Старый доктор повел маркиза в самую отдаленную и спокойную часть дома, где в маленькой комнате лежал больной ребенок. У постели его сидела ассистент Вильмайзанта.
Когда отворилась дверь и доктор с маркизом вошли, мальчик обернулся. Вид его был ужасным. Маркиз не представлял себе ничего подобного. Волос у него не было, на месте глаза зияла глубокая впадина, другой, еще сильно воспаленный, едва открывался, все лицо было испещрено красными рубцами. Вильмайзант прежде всего старался заживить наиболее опасные места на теле.
— Удалось ли вам узнать его имя?
— Нет, господин маркиз, он не отвечает на наши вопросы и вообще не говорит ничего. Если же он хочет чего-нибудь, то издает какие-то непонятные звуки. Мы пробовали называть разные имена, но только при имени Нарцисс он как будто становится внимательнее!
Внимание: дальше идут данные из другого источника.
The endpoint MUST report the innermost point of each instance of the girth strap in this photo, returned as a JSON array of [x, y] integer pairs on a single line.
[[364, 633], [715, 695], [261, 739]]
Поэтому мы и зовем его этим именем.
— Удивительно, — тихо проговорил Эжен де Монфор, с состраданием глядя на бедного ребенка, — неужели этот малыш должен быть заменой?..
Потом он спросил:
— Страдает ли он еще, Вильмайзант?
— Нарцисс, милый Нарцисс! — позвал доктор. Больной, казалось, стал внимательнее.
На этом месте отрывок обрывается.